Competition for your lunchtime dollar is heating up between Farragut North and Dupont Circle. TakEatEasy, Boloco and Taylor Gourmet have arrived on the scene in recent months, but they've already got serious competition from a little basement deli called Bub and Pop's.

The Real Obama
The Real Obama is a Chicago-style sub with slow-braised beef brisket, house-made giardinera and pieces of aged provolone cheese. (Alex Baldinger/The Washington Post)

Open for just over a month, the homey little restaurant specializes in overstuffed Italian hoagies and braised brisket sandwiches. Chef Jonathan Taub, formerly of Adour and Pound the Hill, was inspired by his grandparents "Bub" and "Pop" Wagner, who opened a deli in Philadelphia after World War II.

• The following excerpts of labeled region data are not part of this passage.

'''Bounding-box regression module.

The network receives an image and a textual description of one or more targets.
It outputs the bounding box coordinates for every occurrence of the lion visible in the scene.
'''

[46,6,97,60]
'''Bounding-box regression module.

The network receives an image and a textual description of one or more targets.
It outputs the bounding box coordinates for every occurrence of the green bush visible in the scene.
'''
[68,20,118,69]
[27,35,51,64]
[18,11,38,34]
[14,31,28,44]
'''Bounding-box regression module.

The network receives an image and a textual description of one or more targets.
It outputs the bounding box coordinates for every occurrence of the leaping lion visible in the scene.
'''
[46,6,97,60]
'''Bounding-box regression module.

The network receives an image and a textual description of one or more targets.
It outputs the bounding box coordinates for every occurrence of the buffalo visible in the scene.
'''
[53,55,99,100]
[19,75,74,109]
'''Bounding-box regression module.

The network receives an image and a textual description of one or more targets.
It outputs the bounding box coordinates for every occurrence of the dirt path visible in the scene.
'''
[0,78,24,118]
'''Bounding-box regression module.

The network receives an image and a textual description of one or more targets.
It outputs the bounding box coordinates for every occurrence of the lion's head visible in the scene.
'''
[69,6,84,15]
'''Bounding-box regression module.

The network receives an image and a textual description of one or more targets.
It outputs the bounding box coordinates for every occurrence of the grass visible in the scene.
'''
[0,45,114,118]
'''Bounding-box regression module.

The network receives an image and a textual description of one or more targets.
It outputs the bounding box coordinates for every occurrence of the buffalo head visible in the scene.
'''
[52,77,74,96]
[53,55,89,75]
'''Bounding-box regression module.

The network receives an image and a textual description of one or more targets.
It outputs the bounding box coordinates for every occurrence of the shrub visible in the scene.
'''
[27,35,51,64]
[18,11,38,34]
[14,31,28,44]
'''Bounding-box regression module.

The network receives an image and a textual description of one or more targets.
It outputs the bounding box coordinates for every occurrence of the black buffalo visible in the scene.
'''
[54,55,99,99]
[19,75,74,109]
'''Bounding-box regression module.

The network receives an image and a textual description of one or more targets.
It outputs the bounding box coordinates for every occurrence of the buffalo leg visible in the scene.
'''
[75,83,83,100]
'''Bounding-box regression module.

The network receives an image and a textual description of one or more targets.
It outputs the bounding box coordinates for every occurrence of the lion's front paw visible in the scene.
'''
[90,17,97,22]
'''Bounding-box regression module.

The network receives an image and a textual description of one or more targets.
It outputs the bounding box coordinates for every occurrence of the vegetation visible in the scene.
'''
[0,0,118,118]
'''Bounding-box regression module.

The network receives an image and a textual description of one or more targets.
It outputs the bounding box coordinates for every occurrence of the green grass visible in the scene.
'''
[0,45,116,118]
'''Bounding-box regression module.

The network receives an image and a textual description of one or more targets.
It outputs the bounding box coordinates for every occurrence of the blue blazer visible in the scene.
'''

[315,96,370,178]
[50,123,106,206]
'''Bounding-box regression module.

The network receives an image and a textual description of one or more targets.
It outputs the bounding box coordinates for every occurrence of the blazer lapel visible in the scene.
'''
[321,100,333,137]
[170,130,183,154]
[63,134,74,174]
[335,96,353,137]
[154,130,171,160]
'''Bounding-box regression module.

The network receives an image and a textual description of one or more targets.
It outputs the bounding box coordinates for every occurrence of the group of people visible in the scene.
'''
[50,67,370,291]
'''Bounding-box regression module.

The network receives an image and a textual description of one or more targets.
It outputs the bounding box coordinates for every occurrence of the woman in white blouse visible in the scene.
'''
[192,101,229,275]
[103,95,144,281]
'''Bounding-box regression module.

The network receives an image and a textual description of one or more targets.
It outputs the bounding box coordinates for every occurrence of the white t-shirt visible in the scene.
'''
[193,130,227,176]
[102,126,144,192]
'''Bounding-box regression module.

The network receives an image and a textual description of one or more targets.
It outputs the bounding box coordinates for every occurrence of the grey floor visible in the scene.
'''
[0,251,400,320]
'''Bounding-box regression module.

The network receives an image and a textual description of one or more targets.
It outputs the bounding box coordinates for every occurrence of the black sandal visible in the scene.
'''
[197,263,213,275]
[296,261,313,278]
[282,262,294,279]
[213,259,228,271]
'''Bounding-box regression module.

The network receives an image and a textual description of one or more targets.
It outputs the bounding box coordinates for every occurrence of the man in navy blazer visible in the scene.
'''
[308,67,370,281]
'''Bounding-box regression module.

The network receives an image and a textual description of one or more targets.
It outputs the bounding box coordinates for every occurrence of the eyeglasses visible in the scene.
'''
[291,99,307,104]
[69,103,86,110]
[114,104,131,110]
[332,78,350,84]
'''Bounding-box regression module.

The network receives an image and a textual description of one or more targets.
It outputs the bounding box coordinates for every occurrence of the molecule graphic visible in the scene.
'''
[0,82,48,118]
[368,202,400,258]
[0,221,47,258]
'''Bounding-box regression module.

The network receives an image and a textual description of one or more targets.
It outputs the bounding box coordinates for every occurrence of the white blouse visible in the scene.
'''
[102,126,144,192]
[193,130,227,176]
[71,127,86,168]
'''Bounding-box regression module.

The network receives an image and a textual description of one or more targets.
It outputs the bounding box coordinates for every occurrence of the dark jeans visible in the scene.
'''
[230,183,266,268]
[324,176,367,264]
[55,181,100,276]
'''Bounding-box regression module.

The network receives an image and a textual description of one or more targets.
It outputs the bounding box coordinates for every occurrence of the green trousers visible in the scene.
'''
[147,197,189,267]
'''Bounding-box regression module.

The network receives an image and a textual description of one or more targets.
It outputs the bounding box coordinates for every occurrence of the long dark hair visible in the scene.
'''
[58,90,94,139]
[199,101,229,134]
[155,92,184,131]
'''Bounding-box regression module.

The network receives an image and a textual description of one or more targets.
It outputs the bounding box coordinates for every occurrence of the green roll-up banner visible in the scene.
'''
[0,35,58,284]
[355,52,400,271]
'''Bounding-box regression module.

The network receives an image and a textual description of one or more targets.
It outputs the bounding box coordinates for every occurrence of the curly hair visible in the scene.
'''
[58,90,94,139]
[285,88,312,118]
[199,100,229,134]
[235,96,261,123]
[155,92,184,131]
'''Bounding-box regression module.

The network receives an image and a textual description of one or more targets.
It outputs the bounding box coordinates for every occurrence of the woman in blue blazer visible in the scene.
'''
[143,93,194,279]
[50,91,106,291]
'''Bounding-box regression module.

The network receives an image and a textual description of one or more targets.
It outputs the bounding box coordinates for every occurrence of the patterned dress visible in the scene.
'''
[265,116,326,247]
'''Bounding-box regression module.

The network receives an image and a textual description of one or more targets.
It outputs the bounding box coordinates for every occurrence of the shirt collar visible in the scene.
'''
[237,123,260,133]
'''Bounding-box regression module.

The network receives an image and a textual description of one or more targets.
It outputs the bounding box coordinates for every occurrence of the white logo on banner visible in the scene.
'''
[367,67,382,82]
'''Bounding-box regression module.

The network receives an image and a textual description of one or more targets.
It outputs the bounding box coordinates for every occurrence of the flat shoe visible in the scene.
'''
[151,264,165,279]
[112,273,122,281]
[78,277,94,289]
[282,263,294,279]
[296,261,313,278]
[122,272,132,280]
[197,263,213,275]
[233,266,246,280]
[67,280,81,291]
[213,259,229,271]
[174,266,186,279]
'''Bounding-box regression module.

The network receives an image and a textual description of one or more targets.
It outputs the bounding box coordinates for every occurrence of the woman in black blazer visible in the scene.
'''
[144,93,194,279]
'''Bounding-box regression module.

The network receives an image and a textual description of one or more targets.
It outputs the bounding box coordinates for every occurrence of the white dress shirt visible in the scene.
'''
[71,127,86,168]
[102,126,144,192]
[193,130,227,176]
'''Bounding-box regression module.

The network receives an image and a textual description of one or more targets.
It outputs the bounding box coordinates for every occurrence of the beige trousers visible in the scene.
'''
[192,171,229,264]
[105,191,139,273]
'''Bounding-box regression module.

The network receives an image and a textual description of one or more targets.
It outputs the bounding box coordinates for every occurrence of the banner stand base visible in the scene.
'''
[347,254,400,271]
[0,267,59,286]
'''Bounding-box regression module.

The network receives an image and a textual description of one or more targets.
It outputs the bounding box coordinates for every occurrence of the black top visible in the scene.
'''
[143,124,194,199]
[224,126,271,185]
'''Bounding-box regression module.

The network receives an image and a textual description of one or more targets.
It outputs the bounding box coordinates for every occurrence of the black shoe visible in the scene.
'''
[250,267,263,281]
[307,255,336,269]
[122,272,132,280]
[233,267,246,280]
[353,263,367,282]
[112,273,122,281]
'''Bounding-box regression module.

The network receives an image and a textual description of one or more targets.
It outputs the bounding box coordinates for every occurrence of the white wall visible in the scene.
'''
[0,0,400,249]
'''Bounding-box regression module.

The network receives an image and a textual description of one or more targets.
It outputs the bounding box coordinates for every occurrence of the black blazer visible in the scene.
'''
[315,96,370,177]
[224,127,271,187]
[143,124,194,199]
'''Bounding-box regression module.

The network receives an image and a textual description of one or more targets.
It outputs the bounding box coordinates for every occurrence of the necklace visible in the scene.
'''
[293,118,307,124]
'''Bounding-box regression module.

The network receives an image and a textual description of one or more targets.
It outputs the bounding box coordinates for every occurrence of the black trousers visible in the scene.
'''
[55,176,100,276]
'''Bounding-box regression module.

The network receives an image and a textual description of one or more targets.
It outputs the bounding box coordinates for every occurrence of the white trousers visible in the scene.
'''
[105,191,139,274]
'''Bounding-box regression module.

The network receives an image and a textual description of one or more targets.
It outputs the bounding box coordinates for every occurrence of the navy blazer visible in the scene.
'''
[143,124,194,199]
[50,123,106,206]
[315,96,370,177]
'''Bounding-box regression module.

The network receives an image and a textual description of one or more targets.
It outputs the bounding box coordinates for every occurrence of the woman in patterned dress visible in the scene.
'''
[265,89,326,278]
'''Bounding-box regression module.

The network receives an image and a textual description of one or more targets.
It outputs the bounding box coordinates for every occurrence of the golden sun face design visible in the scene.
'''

The standout on the menu right now has nothing to do with the City of Brotherly Love, though. The Real Obama, pictured above, is a take on a classic Chicago-style brisket sandwich: rich and juicy braised brisket topped with shaved pieces of sharp aged provolone and a spicy house-made giardinera. The giant "whole" size is almost too much for one meal, especially when paired with a paper bag of the house-cooked kettle-style potato chips, which are seasoned with black pepper and sea salt. (A whole sandwich runs $12; a half is $8. Competitive eaters in training can double the meat for $5.)

Next time I'm at Bub and Pop's, I might get a half sandwich, so I can enjoy more of the house-made pickles. The $4 special of the day was a plastic container full of white and green asparagus and egg with blood orange juice and white truffle oil, which delivered a citrusy tang. Paired with an exotic selection of sodas – who else in D.C. has Sioux City Birch Beer and Sarsaparilla? – you're not looking at cheap lunch. Sandwich, chips, pickle and soda set me back $23 with tax. But it's one you'll be talking about for days.